In einer Identitätskrise wie die AL befindet sich die SPD nicht. Aber zufrieden mit sich, der Fraktion und der Regierung ist die Berliner SPD auch nicht. Eine von drei gleich starken Säulen wollte sie sein, ist sie aber nicht. Dieses Bild wird bestätigt durch einen Landesvorsitzenden, der als Regierender Bürgermeister ein nur schwer steuerbares Senatsboot durch politisches Wildwasser manövriert. Wenn Walter Momper spricht, redet der Regierende Bürgermeister, obwohl die Partei ab und zu auch mal ihren Landesvorsitzenden hören möchte. Der Regierende Bürger -Vorsitzende ist Landes-Meister im Durchsetzen des eigenen Willens und wird deshalb weiter die Doppelrolle des Vorsitzenden Walter und des Regierenden Momper ausfüllen.
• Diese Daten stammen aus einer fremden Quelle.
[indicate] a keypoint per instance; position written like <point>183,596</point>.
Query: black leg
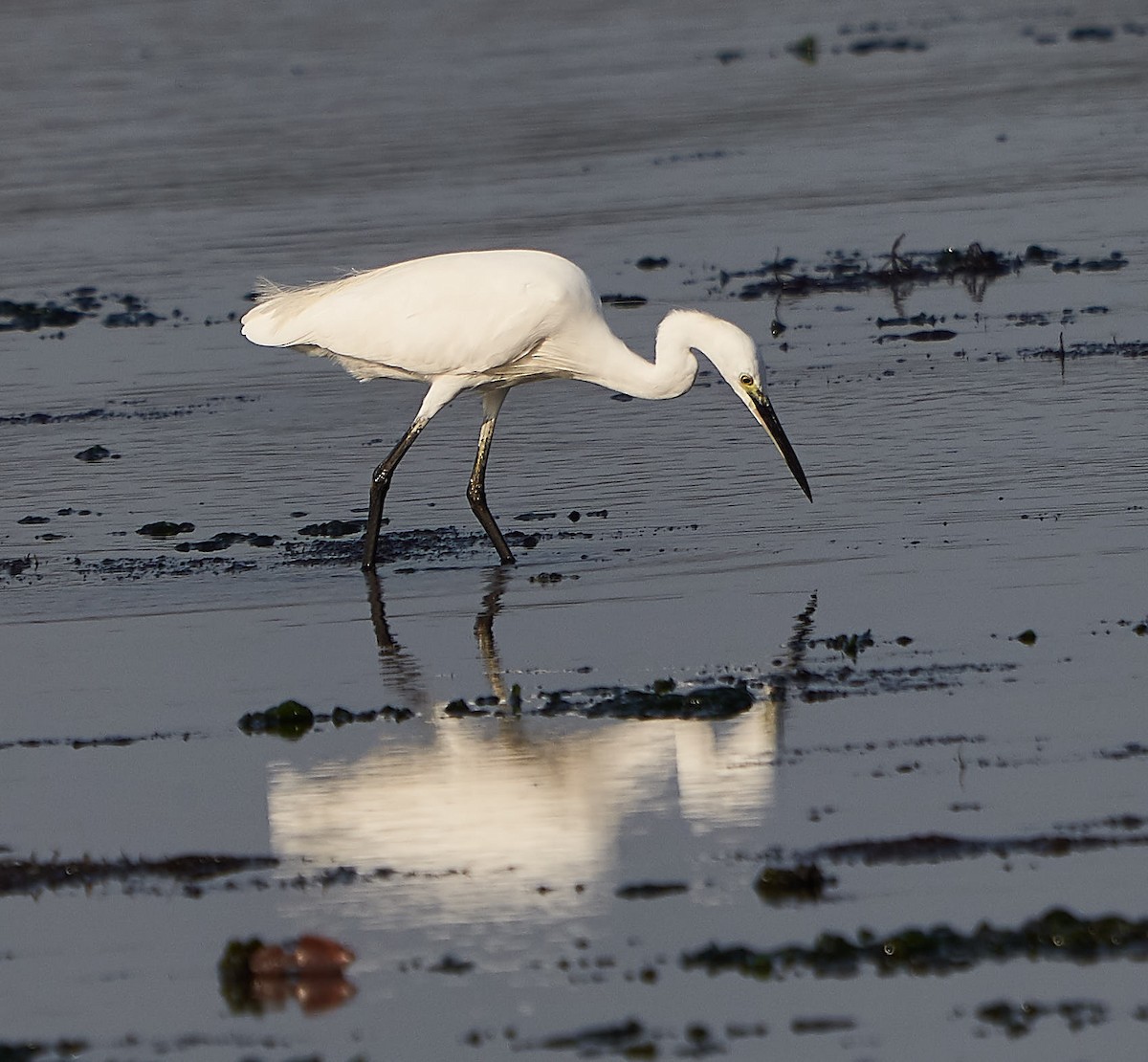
<point>380,482</point>
<point>476,491</point>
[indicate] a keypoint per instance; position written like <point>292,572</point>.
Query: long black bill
<point>764,413</point>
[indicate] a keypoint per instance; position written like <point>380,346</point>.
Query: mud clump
<point>657,701</point>
<point>165,529</point>
<point>96,454</point>
<point>803,882</point>
<point>333,528</point>
<point>255,976</point>
<point>1057,934</point>
<point>292,720</point>
<point>225,540</point>
<point>650,890</point>
<point>32,875</point>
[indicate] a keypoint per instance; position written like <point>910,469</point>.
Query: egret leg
<point>380,483</point>
<point>476,489</point>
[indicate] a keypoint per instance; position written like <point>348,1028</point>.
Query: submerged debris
<point>650,890</point>
<point>225,540</point>
<point>974,267</point>
<point>292,720</point>
<point>165,528</point>
<point>939,848</point>
<point>1057,934</point>
<point>95,454</point>
<point>30,875</point>
<point>803,882</point>
<point>655,701</point>
<point>1017,1019</point>
<point>255,976</point>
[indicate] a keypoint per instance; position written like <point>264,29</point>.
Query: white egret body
<point>486,321</point>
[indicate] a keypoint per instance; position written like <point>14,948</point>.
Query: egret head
<point>735,356</point>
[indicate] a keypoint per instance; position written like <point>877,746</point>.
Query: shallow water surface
<point>522,799</point>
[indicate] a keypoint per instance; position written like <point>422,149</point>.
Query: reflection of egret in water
<point>510,801</point>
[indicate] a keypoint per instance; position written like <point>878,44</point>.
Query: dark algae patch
<point>1057,934</point>
<point>32,875</point>
<point>802,882</point>
<point>660,700</point>
<point>81,303</point>
<point>292,720</point>
<point>650,890</point>
<point>899,273</point>
<point>1016,1020</point>
<point>944,848</point>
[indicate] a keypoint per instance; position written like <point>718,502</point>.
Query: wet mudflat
<point>711,770</point>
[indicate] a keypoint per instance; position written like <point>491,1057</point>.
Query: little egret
<point>488,321</point>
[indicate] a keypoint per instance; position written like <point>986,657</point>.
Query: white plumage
<point>486,321</point>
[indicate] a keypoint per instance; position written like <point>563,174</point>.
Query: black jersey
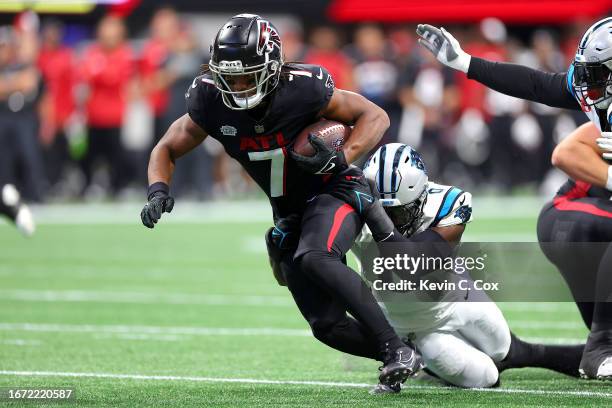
<point>578,189</point>
<point>260,144</point>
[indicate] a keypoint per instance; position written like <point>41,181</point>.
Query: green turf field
<point>190,315</point>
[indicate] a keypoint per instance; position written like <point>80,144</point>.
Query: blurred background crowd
<point>82,103</point>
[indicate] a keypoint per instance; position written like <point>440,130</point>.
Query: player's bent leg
<point>455,361</point>
<point>485,327</point>
<point>326,316</point>
<point>597,358</point>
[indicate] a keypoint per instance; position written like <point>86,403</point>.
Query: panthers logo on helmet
<point>416,161</point>
<point>464,213</point>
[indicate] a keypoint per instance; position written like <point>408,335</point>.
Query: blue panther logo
<point>416,161</point>
<point>464,213</point>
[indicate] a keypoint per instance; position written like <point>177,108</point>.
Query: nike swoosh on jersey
<point>328,166</point>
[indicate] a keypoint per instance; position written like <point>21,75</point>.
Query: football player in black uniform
<point>571,217</point>
<point>256,105</point>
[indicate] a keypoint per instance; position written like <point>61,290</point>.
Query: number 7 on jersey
<point>277,169</point>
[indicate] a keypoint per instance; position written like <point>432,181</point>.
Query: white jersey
<point>590,112</point>
<point>445,206</point>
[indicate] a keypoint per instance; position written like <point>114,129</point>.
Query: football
<point>333,133</point>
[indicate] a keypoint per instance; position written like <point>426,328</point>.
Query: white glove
<point>605,143</point>
<point>444,47</point>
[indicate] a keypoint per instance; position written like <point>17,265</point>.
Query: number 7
<point>277,169</point>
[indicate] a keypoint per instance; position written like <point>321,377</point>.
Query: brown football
<point>333,133</point>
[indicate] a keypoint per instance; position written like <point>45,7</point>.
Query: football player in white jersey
<point>464,343</point>
<point>586,86</point>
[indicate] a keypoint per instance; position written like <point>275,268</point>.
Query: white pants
<point>463,351</point>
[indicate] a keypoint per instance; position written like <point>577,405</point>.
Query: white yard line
<point>218,299</point>
<point>144,298</point>
<point>228,211</point>
<point>548,325</point>
<point>162,333</point>
<point>154,330</point>
<point>21,342</point>
<point>290,382</point>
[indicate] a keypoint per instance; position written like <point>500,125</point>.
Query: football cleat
<point>16,210</point>
<point>596,360</point>
<point>386,389</point>
<point>398,366</point>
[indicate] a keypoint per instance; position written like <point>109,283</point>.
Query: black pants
<point>21,160</point>
<point>576,236</point>
<point>325,289</point>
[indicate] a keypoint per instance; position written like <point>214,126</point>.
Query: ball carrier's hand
<point>326,160</point>
<point>444,47</point>
<point>159,202</point>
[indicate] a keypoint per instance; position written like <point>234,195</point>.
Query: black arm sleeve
<point>523,82</point>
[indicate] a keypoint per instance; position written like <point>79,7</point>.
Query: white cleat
<point>17,211</point>
<point>604,372</point>
<point>386,389</point>
<point>25,221</point>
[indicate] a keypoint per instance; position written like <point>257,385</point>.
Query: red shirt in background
<point>108,74</point>
<point>57,68</point>
<point>154,55</point>
<point>339,66</point>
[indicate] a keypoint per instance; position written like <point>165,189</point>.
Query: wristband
<point>609,181</point>
<point>159,186</point>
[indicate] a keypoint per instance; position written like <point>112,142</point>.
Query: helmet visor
<point>407,217</point>
<point>591,81</point>
<point>242,88</point>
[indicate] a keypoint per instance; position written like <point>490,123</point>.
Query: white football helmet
<point>400,177</point>
<point>591,71</point>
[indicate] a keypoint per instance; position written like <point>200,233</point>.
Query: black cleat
<point>386,389</point>
<point>399,365</point>
<point>596,360</point>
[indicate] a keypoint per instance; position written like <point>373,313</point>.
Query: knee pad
<point>275,255</point>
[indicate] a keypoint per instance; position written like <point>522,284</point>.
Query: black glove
<point>352,187</point>
<point>356,190</point>
<point>159,202</point>
<point>325,160</point>
<point>284,236</point>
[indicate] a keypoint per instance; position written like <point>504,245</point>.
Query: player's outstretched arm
<point>552,89</point>
<point>369,120</point>
<point>579,156</point>
<point>182,136</point>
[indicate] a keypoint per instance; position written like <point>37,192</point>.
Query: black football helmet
<point>592,67</point>
<point>246,60</point>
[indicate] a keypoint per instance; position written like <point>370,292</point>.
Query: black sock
<point>349,336</point>
<point>562,359</point>
<point>328,271</point>
<point>602,311</point>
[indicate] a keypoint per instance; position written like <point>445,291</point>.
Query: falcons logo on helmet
<point>268,38</point>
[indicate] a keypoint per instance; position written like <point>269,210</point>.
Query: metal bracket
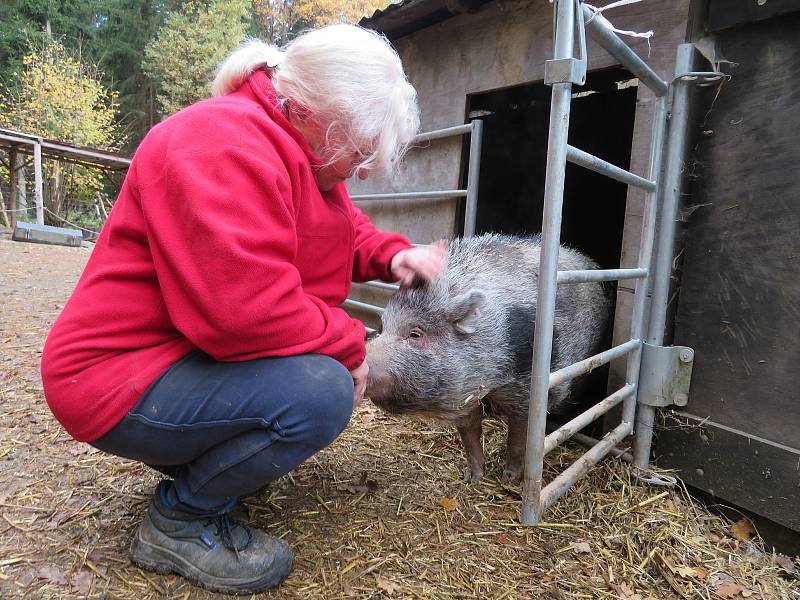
<point>701,78</point>
<point>665,376</point>
<point>569,70</point>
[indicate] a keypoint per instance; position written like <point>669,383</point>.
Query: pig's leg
<point>470,430</point>
<point>515,448</point>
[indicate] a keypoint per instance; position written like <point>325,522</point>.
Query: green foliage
<point>25,22</point>
<point>183,57</point>
<point>125,29</point>
<point>60,95</point>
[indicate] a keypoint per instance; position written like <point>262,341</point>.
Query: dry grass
<point>381,513</point>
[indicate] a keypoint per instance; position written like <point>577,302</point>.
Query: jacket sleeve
<point>221,228</point>
<point>374,249</point>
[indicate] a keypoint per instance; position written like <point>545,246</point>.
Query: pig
<point>461,347</point>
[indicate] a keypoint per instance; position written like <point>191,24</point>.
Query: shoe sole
<point>157,559</point>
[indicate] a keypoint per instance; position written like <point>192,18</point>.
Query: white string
<point>596,11</point>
Die Hauptrolle des Regierenden ist mit ihm hervorragend besetzt, die des Vorsitzenden droht zur Statistenrolle zu verblassen.

Unsere Partei muß stärker als bisher ihre eigentliche Aufgabe erfüllen, nämlich die grundsätzlichen Richtungsentscheidungen vorzubereiten, zumindest aber mitzugestalten. Nicht gegen Fraktion und Regierung, sondern mit ihnen. Es muß wieder die tägliche Erfahrung der zigtausend Mitglieder genutzt werden, damit die SPD nicht am Fühlen und Wollen der Bevölkerung vorbeiredet und -handelt.